Posted at 11:35 a.m., Monday, August 4, 2003
Wall Street wavers but wards off losses
Hawai'i Stocks
Updated Market Chart
By Amy Baldwin
Associated Press
Analysts attributed the wavering to technical factors, not fundamentals. While the stock market was due for a correction, analysts said investors were willing to sell stocks lower only to a certain point — about 9,050 on the Dow Jones industrial average and 1,690 on the Nasdaq composite index — based on their belief the economy is poised for good recovery in the second-half of 2003.
Once those gauges fell below those points, investors began buying again.
“It is all technical. ... There is no news to account for it,” said Peter Cardillo, president and chief strategist of Global Partner Securities Inc., of Wall Street’s late-day turnaround.
Analysts said the gains had little if anything to do with a bigger-than-expected rise in orders to U.S. factories, because stocks had ignored the report earlier.
After falling as much as 105.39, the Dow closed up 32.07, or 0.4 percent, at 9,186.04, according to preliminary calculations.
The broader market was mixed, but also rebounded from steeper losses. The Nasdaq slipped 1.56, or 0.1 percent, to 1,714.06, having dropped as much as 27.85. The Standard & Poor’s 500 index advanced 2.67, or 0.3 percent, to 982.82, having shed as much as 13.36.
Analysts anticipate August will be difficult for the market as investors put off big moves ahead of the fall’s onslaught of economic data and traders take summer vacations.
With stocks well above their March 11 lows, analysts say investors have already priced into the market a second-half economic recovery and so are likely to take some profits in the near term.
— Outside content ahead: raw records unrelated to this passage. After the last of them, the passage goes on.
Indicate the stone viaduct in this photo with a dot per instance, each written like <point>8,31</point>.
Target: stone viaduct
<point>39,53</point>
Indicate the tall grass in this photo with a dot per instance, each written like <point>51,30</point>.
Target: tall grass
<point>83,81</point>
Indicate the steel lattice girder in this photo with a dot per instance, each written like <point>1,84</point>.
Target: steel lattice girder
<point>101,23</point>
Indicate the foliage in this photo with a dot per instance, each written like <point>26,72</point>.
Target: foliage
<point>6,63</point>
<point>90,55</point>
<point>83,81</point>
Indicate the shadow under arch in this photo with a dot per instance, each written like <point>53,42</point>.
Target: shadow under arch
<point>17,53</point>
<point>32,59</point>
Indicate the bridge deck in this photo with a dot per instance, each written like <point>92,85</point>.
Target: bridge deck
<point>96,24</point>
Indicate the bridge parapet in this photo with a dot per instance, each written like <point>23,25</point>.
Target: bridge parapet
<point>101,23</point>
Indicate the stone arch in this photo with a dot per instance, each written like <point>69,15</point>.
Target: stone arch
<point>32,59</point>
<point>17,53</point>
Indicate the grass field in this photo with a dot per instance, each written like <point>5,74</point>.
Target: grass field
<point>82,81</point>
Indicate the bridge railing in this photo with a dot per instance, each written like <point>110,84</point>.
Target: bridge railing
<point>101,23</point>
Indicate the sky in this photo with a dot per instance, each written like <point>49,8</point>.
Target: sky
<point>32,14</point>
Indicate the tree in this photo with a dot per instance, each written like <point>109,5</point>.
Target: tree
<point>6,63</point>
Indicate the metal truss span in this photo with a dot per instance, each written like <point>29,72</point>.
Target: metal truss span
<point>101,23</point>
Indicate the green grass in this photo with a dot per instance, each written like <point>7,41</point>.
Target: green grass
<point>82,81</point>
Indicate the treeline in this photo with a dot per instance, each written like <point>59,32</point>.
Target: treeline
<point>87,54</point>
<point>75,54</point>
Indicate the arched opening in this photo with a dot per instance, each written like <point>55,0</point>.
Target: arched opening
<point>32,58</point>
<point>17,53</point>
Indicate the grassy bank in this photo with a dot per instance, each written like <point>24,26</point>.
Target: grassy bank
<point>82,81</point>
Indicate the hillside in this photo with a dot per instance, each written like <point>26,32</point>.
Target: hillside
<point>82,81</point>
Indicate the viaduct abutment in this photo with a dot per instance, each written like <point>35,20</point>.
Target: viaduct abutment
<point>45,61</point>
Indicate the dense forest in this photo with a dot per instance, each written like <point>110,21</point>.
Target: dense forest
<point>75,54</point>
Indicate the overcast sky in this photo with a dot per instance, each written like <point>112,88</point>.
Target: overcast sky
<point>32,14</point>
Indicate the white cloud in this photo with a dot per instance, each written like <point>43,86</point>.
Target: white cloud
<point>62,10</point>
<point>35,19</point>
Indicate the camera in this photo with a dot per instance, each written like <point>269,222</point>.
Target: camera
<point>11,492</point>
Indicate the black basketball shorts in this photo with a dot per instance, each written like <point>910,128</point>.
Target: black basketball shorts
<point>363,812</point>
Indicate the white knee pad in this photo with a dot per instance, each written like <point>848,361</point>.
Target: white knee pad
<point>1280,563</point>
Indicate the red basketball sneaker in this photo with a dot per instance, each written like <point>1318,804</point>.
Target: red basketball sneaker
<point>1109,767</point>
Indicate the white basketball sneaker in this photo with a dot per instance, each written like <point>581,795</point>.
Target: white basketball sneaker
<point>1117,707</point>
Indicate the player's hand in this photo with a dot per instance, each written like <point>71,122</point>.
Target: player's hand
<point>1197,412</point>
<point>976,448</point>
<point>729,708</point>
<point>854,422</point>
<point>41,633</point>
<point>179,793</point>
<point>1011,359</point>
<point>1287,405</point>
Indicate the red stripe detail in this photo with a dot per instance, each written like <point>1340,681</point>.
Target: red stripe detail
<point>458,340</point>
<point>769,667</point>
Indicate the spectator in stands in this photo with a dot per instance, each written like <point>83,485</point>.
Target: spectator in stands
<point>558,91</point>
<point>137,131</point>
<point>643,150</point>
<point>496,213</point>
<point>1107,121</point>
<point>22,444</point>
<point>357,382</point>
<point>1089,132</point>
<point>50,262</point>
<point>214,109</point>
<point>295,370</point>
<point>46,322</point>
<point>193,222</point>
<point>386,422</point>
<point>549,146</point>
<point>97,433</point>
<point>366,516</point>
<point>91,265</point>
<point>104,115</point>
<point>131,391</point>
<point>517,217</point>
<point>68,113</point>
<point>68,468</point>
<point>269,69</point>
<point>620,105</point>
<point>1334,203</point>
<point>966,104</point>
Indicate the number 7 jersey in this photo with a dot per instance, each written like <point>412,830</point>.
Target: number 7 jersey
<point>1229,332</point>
At the end of Fridays trading, the Dow was up 21.7 percent from March 11, while the Nasdaq was up 34.9 percent and the S&P was up 22.4 percent.
“August certainly bodes well for some sort of technical correction. Fundamentally, the market is strong. Once we get this healthy technical correction out of the way, you will see the market act quite nicely,” Cardillo said.
But in a sign of Wall Street’s growing optimism, market observers actually view some pullback as a positive thing.
“Taking a break is giving people time to look at the numbers and see if we are seeing improvements. And, we are seeing good improvements,” said Chris Johnson, manager of quantitative analysis at Schaeffer’s Investment Research in Cincinnati.
Indeed, today’s economic news was upbeat. The Commerce Department reported U.S. factory orders rose by 1.7 percent in June, the biggest gain in three months and stronger than the 1.5 percent gain economists predicted.
U.S. Steel rose 73 cents to $16.31 after posting a quarterly loss of a penny a share, smaller than the 6 cent shortfall analysts anticipated. The company also said that revenues jumped to $2.4 billion, compared with $1.8 billion for the second quarter of 2002.
AnnTaylor advanced $1.55 to $29.25 after Wachovia Securities raised its rating on the retailer to “outperform” from “market perform.”
Knight Ridder fell 69 cents to $67.19 after UBS Warburg reduced its rating on the newspaper publisher to “neutral” from “buy.”
Monsanto declined 47 cents to $21.68 after Banc of America Securities downgraded the agriculture company to “neutral” from “buy.”
Overseas, Japan’s Nikkei stock average finished today down 1.7 percent.
In Europe, France’s CAC-40 fell 0.9 percent, Britain’s FTSE 100 eked out a gain of 0.04 percent and Germany’s DAX index forfeited 1 percent.